3. Sculpture: My feminine form glides down a narrow patch of rough brick on a shady, peaceful street that seldom sees much traffic. I am but a slender secret shadow slithering vertically, near the tower where some students of sound dwell. My maker's name sounds like "bear" in another tongue, another name for the dippers in the night sky.




4. Sculpture: We are but five in number, and resemble the gnarled, wraith-like forms of a scorched grove, like the twisted remaining relics of a proud patch of arbor. Through the four seasons we stand unchanged, ever-metal, never green, always straining upward toward a sun that cannot nourish us. Find us between a holy house and a sea of lots for parking.




5. Graffiti: Leave the city to locate my decades-old message, boldly scrawled on a low bridge above a dip in the drive. Amid rusted rivets galore: two white words, seven letters and a symbol. This sparse and to-the-point plea is a relic of another painful age that I belonged to, essentially saying, "I don't want to kill, I don't want to die."
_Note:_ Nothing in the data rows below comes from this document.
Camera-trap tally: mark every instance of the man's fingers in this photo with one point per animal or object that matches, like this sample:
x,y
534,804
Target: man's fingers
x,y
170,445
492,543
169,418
6. Sculpture: Of all the beautiful architecture found in this place of hills, trees, and graves, we two figures stand in memory of the men and the youths wasted when the warring countrymen sought to split or hold fast. Long after rumors of glory are spread and disperse, long after the pain of death and bloody memory fade, only bones, ashes, and dust remain beneath our feet.




7. Sculpture: Grab a coffee and pass weary students weighed down with instruments of sound to find the corner where we twirl, larger than life. Though we vary just enough as individuals, the twin twist of our vaguely figurative forms follows how perfectly our movements mirrored one another. We make dancing in sync seem like a cinch!




8. Relief sculpture: We are two threshold guardians, male and female workers seeming to bear the weight of what was once the Labor Lyceum on a street named for an apostle-turned-saint. We ourselves are guarded by Liberty above, who raises her torch as a guiding light for all who seek justice and the freedom to live well and work well.




9. Sculpture: I am a lovely, low guard rail designed by the man of steel, a decorative design spanning the downtown river. You'll spot me along the main thoroughfare. I was commissioned by a maker of lenses, with the aim of enhancing the sights of the city.